Description K J Petrie 2019-10-22 16:27:08 UTC
"]# uname -r
4.16.17
[root@master2 ken]# cat /sys/kernel/debug/vgaswitcheroo/switch 
0:IGD:+:Pwr:0000:00:02.0
1:DIS: :DynOff:0000:01:00.0
2:DIS-Audio: :Off:0000:01:00.1

]# uname -r
4.17.0
[root@master2 ken]# cat /sys/kernel/debug/vgaswitcheroo/switch 
0:IGD:+:Pwr:0000:00:02.0
1:DIS: :DynPwr:0000:01:00.0
2:DIS-Audio: :DynPwr:0000:01:00.1

]# uname -r
5.3.7
]# cat /sys/kernel/debug/vgaswitcheroo/switch 
0:IGD:+:Pwr:0000:00:02.0
1:DIS: :DynPwr:0000:01:00.0
2:DIS-Audio: :DynPwr:0000:01:00.1

]# inxi -G
Graphics:  Device-1: Intel Mobile 4 Series Integrated Graphics driver: i915 v: kernel 
           Device-2: AMD RV710/M92 [Mobility Radeon HD 4330/4350/4550] driver: radeon v: kernel 
           Display: server: X.Org 1.20.5 driver: ati,intel,modesetting,v4l unloaded: radeon 
           resolution: 1366x768~60Hz 
           OpenGL: renderer: Mesa DRI Mobile Intel GM45 Express v: 2.1 Mesa 19.2.1"

The problem is present with all kernels, official or distribution from 4.17.0 on, so that is where the regression appears to have occurred.
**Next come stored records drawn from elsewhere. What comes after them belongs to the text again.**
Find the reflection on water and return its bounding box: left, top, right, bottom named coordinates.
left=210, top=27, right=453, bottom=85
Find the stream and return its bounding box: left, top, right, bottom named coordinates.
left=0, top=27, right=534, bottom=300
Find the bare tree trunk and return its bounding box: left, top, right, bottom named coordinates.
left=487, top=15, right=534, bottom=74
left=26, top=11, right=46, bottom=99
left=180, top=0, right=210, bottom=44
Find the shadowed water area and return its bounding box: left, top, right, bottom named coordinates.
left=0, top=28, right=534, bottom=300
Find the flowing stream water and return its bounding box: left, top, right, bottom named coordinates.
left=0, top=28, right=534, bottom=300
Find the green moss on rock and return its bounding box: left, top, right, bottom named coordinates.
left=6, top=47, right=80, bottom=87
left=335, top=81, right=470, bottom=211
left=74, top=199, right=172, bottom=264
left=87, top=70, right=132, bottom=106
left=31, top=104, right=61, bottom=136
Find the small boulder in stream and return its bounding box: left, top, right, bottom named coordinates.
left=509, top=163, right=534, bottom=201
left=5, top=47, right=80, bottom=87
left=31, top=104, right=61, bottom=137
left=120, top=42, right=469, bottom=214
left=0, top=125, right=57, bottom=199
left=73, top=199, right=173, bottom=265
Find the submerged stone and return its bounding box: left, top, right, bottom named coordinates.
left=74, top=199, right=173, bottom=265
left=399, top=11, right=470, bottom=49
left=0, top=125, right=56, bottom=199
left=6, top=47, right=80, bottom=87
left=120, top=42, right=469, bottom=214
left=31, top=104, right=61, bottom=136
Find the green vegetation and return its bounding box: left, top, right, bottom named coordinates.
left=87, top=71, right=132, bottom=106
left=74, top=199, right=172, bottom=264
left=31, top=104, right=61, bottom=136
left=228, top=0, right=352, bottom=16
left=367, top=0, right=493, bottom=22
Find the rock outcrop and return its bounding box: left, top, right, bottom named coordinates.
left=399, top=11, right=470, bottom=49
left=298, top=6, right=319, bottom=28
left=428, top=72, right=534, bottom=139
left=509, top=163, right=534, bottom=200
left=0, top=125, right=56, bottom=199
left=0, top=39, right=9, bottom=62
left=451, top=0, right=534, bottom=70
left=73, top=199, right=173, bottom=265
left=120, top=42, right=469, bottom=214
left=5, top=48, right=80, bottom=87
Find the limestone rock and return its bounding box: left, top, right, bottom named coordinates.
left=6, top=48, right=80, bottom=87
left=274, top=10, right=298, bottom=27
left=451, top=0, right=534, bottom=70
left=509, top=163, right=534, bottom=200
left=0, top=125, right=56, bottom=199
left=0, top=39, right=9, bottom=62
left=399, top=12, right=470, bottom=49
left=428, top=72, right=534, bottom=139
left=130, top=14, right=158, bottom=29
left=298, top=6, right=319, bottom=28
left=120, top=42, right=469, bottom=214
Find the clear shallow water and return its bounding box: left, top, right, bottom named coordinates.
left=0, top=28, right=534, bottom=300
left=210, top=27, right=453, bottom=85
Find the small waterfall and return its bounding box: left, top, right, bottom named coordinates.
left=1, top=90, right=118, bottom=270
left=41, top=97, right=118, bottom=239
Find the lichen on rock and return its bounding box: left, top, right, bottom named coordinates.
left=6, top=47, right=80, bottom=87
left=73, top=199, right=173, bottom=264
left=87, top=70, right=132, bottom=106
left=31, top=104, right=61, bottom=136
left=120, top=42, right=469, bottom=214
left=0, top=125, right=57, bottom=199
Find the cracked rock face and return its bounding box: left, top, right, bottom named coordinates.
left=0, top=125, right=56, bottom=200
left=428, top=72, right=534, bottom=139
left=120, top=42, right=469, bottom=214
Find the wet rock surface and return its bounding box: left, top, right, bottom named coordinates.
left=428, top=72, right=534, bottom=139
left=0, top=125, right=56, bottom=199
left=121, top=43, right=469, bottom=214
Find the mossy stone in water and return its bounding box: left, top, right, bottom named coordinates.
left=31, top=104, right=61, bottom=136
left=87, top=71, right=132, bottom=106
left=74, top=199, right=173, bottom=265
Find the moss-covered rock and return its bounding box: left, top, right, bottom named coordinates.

The laptop runs hot and the battery drains quickly on newer kernel series as a result.

I'm not an expert on kernel code - compiling is about my limit - but I'll help in any way I can. I hope I have the right component - Power Management describes the function, but not necessarily the source of the problem.
Comment 1 Alex Deucher 2020-04-20 13:50:48 UTC
Can you bisect?
Comment 2 Alex Deucher 2020-04-20 13:52:16 UTC
Please attach your dmesg output in both the working and non-working cases.
Comment 3 K J Petrie 2020-04-20 21:03:08 UTC
Created attachment 288637 [details]
dmesg for 4.16.17

I no longer had the kernels installed so I have used the nearest distribution kernels I could find in the interest of simplicity and speed, as that doesn't seem to make a difference and compiling kernels takes a while on this machine. I hope that's OK. If not it might take a while to get round to compiling the kernels again.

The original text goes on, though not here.